GREENFIELD — The City Council will consider an individual petition to put its vote concerning the French King overlay district on the November ballot during its Sept. 18 meeting.
On Aug. 17, sprawlbuster Al Norman submitted an individual petition urging the City Council to put its March 20 zoning vote on the November ballot. His petition was filed under section 7-6A of the Greenfield charter four days before the August City Council meeting.
City Clerk Kathy Scott said this is the first individual petition filed under charter section 7-6A since the charter was adopted in 2003.
In the committee chairs meeting on Tuesday, City Council President Karen “Rudy” Renaud put the petition on the agenda for the Sept. 18 meeting, rather than sending it to a subcommittee.
“The council will give the petition its full consideration and will take a vote in the Sept. 18 meeting,” Renaud said in a Wednesday interview. “It only got moved to the September meeting because it wasn’t submitted in time for the August meeting.”
Section 7-6A of the Greenfield charter indicates the council shall receive a petition signed by one or more voters and “take such action in regard to each such petition as may be deemed necessary and advisable.”
For a question to be put on the ballot, it must be submitted in its final form 35 days prior to the election, according to Scott.
Norman said he sees the issue of the “great compromise” in the City Council’s vote as coming full circle.
“The City Council voted on the French King zoning and Major Development Review and the library together in that March 20 meeting, then there was a library petition filed and it’s on the ballot,” Norman said. “Now they should put the zoning on the ballot, too. There’s a symmetry, a fairness here.
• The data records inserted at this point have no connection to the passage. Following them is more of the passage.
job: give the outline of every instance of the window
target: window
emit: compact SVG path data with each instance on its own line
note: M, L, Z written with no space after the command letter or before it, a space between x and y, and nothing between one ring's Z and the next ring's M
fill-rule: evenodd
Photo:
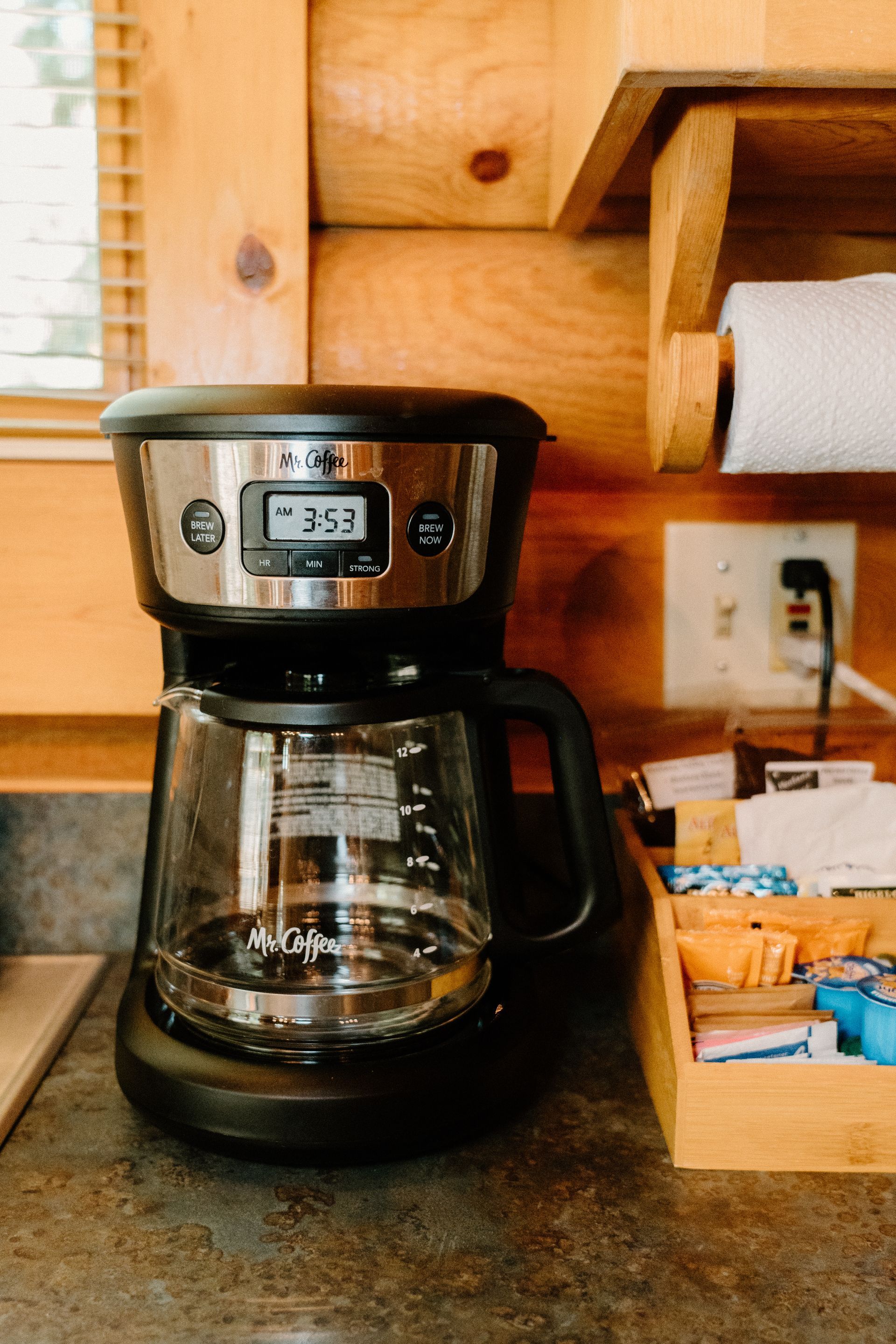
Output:
M137 20L0 0L0 390L142 380Z

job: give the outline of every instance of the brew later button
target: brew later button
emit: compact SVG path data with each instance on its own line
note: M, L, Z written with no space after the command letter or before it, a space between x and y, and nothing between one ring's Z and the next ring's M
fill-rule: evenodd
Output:
M224 520L208 500L193 500L180 515L180 535L196 555L211 555L224 540Z
M407 520L407 540L418 555L441 555L454 538L454 517L445 504L418 504Z

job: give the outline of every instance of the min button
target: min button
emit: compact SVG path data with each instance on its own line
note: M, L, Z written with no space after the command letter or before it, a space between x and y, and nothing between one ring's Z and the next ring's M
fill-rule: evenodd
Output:
M224 520L208 500L193 500L180 515L180 535L196 555L211 555L224 540Z
M418 555L441 555L454 539L454 517L445 504L418 504L407 520L407 540Z

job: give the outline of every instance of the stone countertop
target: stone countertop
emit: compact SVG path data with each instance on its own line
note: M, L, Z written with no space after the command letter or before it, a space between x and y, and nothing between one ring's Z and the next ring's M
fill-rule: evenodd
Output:
M0 1153L0 1339L896 1337L893 1177L676 1171L606 950L562 974L572 1031L532 1110L435 1156L302 1169L196 1150L132 1110L120 958Z

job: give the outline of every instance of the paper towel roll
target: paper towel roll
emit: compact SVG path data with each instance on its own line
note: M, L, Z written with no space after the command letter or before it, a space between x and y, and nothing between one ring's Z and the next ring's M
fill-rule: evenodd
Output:
M896 276L732 285L723 472L896 472Z

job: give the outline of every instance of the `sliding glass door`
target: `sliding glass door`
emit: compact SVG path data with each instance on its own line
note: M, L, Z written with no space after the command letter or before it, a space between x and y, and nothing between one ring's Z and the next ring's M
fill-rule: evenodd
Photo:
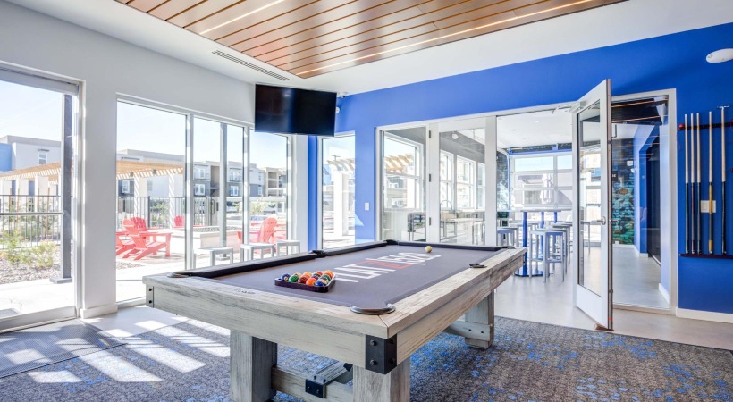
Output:
M485 243L485 120L437 124L441 243Z
M76 315L78 89L0 69L0 331Z
M320 139L321 247L355 243L355 163L353 134Z
M382 239L427 241L427 128L382 131Z
M381 131L379 239L486 244L488 121Z
M117 301L143 297L142 277L185 267L186 114L117 103Z

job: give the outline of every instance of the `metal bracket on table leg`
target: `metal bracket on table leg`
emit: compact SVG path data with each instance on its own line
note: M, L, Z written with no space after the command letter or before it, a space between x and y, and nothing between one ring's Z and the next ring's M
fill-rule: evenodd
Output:
M366 335L365 367L386 374L397 367L397 335L383 339Z
M345 384L354 377L352 364L348 363L334 363L313 375L312 379L306 380L306 393L314 397L325 398L326 386L336 381Z
M146 306L148 307L155 307L156 306L156 289L152 286L146 286L145 287L145 301Z

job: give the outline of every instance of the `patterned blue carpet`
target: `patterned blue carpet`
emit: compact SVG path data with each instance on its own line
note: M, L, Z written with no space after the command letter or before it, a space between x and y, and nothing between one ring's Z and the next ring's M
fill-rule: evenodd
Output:
M445 334L419 349L410 361L411 399L733 401L730 351L505 318L496 324L488 350ZM228 400L226 330L188 322L124 342L4 378L0 400ZM279 363L315 371L330 361L281 348Z

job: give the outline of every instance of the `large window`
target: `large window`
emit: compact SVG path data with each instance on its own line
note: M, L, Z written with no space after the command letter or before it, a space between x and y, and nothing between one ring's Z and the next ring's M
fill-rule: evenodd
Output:
M441 152L440 156L441 209L453 209L453 154Z
M263 243L285 239L289 223L290 138L254 132L249 138L249 176L257 181L250 182L249 240ZM269 218L277 221L274 230L261 230Z
M353 135L321 140L321 238L324 248L355 242L355 153Z
M0 72L2 331L29 320L75 314L77 87L4 69ZM73 170L79 172L78 166ZM36 316L28 318L29 314Z
M185 114L117 104L117 301L144 297L145 275L185 268Z
M570 154L513 155L511 206L572 207Z
M382 132L381 239L425 241L425 127Z
M473 208L476 195L476 164L468 159L458 157L456 163L456 208Z

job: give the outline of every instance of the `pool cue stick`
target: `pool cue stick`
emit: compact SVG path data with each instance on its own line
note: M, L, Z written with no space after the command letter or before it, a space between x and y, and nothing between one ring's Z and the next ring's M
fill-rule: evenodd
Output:
M721 222L721 230L722 230L722 239L720 240L720 245L722 246L722 254L728 254L725 250L725 230L728 227L725 222L725 109L728 106L720 106L720 148L721 148L721 156L722 160L720 162L721 170L723 175L720 177L720 180L722 181L722 188L720 191L720 215L722 215Z
M690 113L690 252L695 254L695 114Z
M697 113L697 254L703 254L703 215L700 207L703 199L703 193L700 191L700 185L703 183L703 177L700 174L703 163L700 157L700 113Z
M685 114L685 254L690 252L690 171L687 149L687 115Z
M708 112L708 137L710 155L708 156L708 253L712 254L712 112Z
They never should have been joined.”
Scott said it is unclear whether the petition’s proposed ballot question would be subject to Massachusetts General Law Chapter 40A, which outlines the process in which zoning amendments can be initiated and considered through all of its stages.
Scott said, to her knowledge, any zoning change must be reviewed by the Planning Board.
Under Chapter 40A Section 5 of state law, it states, “The board of selectmen or city council shall within fourteen days of receipt of such zoning ordinance or bylaw submit it to the planning board for review. No zoning ordinance or bylaw or amendment thereto shall be adopted until after the planning board in a city or town, and the city council or a committee designated or appointed for the purpose by said council has each held a public hearing thereon, together or separately, at which interested persons shall be given an opportunity to be heard.”
Norman said the decision to put the French King zoning overlay and Major Development Review on the ballot is in the hands of the City Council now.
“They are either going to put it on the ballot or they’re not,” Norman said. “If they don’t put it on the ballot on the 18th, it won’t go on at all. It’ll be too late to educate the public.”
Norman filed a civil complaint in Franklin County Superior Court in May, requesting the court do two things: correct an error in the charter or for the city to hold public hearings to pass a new measure that clarifies the citizen initiative and referendum process; and to allow the referendum petition he put forward challenging the March 20 City Council zoning votes to proceed.
Norman has since said he would withdraw the suit if the zoning question was put on the ballot.